I saw a great example that can be used to illustrate this in the "Get me some relief" thread
and I have attached this image below. I hope
that the member (Dominicus) doesn't mind. There is nothing wrong with the image but it does serve as a great illustration.
This coin was photographed with the coin tilted back rather than square on to try and show off the relief. The focal point on the coin can be seen as the centre of the area
of the coin that is in focus. I have added a small white dot (roughly in the centre of the image) at the place that I think is the focal point as assessed by the camera.
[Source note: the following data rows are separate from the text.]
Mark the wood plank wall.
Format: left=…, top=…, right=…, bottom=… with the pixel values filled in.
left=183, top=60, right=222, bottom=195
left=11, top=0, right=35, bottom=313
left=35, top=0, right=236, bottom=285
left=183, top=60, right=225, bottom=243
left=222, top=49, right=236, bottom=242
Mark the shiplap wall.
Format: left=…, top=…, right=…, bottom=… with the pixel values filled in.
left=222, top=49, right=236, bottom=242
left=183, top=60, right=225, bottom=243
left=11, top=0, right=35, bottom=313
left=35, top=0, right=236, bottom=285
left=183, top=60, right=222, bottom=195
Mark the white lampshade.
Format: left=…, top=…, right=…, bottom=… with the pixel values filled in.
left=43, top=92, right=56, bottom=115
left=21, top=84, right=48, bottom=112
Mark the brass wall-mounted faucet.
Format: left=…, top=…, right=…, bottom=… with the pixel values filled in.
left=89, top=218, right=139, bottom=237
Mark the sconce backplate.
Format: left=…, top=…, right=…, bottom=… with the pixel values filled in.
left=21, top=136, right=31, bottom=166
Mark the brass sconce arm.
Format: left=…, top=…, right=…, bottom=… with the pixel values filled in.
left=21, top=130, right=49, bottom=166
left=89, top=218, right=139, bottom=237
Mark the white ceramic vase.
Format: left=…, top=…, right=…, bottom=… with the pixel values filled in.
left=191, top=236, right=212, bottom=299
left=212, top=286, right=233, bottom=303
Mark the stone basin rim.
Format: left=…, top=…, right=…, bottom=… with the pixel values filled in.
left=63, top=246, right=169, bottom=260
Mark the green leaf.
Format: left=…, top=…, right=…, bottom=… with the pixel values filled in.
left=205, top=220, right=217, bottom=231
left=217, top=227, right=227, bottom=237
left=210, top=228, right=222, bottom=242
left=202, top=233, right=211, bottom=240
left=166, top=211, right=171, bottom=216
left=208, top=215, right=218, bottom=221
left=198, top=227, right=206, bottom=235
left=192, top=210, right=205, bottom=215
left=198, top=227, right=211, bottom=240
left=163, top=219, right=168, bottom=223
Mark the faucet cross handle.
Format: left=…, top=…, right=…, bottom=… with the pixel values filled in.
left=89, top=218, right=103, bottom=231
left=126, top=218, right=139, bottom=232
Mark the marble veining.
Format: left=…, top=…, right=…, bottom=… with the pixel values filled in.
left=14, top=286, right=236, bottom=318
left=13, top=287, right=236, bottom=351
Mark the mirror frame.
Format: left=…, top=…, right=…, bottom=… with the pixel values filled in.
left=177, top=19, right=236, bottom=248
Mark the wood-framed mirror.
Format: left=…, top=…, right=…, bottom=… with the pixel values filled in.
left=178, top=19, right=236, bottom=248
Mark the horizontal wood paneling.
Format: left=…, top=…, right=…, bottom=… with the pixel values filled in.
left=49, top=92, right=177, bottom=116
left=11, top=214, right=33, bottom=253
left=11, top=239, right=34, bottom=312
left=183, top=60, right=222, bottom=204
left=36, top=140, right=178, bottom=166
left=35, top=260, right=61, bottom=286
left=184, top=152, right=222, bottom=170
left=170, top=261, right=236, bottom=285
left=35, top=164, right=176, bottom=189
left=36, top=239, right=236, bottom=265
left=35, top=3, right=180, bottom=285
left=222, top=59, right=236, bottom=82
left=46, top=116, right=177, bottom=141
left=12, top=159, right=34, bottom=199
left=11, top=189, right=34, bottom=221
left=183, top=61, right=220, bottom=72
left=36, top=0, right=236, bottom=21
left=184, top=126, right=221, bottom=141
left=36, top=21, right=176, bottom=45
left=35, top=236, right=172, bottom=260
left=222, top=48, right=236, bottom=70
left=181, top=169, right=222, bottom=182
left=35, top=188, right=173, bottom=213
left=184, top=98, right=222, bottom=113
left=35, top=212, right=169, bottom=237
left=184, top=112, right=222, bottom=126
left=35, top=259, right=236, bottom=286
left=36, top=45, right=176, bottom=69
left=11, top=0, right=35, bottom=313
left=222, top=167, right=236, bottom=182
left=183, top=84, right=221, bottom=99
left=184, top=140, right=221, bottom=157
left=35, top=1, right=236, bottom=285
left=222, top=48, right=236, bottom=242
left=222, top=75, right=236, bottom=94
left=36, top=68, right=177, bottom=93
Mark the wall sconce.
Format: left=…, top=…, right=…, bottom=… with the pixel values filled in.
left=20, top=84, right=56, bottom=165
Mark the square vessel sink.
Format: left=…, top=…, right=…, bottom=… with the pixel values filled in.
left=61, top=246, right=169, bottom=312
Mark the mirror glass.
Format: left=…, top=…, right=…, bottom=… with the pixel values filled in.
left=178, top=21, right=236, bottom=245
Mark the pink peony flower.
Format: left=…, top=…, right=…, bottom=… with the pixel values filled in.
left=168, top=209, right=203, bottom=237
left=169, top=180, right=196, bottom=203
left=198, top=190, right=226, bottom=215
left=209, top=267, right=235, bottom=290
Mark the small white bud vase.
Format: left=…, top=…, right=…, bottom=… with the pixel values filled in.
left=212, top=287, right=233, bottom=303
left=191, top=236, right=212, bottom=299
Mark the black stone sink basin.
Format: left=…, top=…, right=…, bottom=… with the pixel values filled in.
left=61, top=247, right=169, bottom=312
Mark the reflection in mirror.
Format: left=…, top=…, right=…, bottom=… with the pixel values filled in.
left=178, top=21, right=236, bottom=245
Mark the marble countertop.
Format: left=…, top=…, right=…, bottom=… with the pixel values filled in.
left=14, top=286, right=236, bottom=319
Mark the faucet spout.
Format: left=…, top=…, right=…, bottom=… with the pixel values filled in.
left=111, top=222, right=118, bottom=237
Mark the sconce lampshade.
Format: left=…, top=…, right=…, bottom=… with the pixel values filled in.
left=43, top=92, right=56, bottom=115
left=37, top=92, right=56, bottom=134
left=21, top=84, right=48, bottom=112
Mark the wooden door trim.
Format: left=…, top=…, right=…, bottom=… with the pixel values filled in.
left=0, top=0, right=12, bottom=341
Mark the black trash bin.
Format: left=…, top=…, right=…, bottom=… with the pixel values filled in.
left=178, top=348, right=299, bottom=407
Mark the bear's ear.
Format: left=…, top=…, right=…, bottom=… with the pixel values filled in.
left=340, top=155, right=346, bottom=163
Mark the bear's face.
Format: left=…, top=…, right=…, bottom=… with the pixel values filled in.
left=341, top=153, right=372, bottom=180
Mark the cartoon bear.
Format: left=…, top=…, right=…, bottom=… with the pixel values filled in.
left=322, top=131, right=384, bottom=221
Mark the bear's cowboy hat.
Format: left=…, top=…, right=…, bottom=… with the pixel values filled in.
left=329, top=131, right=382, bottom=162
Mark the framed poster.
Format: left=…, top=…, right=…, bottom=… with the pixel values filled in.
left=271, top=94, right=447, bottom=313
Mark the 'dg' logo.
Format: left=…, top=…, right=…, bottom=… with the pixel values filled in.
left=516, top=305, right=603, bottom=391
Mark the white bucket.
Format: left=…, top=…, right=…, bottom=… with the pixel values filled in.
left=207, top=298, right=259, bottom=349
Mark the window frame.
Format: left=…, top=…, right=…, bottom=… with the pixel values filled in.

As you scan towards the top of the coin you can see that the coin become more blurred because it is "out of focus" and the same wwhen you scan from the centre towards the bottom of the coin. The area
that you can see that is acceptably in focus is called the depth of field
The illustrated coin was photographed with a shutter speed of 1/100th of a second at F2.8.
The extent of this depth of field
is a function of the aperture. The larger the aperture (smaller f-stop) then the smaller the depth of field
i.e. the less area
of this image that would be within acceptable focus and thus a smaller aperture allows you to increase this depth of field
. The problem with this is that the smaller the aperture the more time is needed to get the correct amount of light into the camero for a correct exposure and thus the shutter speed gets larger with a smaller aperture. The shutter speed for any given aperture is a function of the amount of light and determined by the meter reading.
This now leads us to another potenital problem. As we make the aperture smaller to increase the depth of field
and the shutter speed has increased i.e. the shutter is open for longer then we need the camera to be stable to maintain a sharp
image. Any shutter speed slower than 1/90th of a second is open to introducing camera shake and even at these speeds it can impact on an image. With a macro image of a coin where we are trying to bring out as much detail in focus as possible any shake in the camera is liable to introduce blur. The image may well be in focus but because the lean is moving around the image blurs. As a result of this we need to use something such as a tripod or stand to keep the camera stable. Even having the camera on a tripod doesn't eliminate vibration however as the act
of pressing the button on the camera can cause the camera and tripod to brirate which can introduce blur. The solution to this is to use some form of remote shutter release or time delay release for the camera to avoid any chance of vibration.
I apologise for the lengthy email but once I started it just seemed to go on and on.... (sums me up!)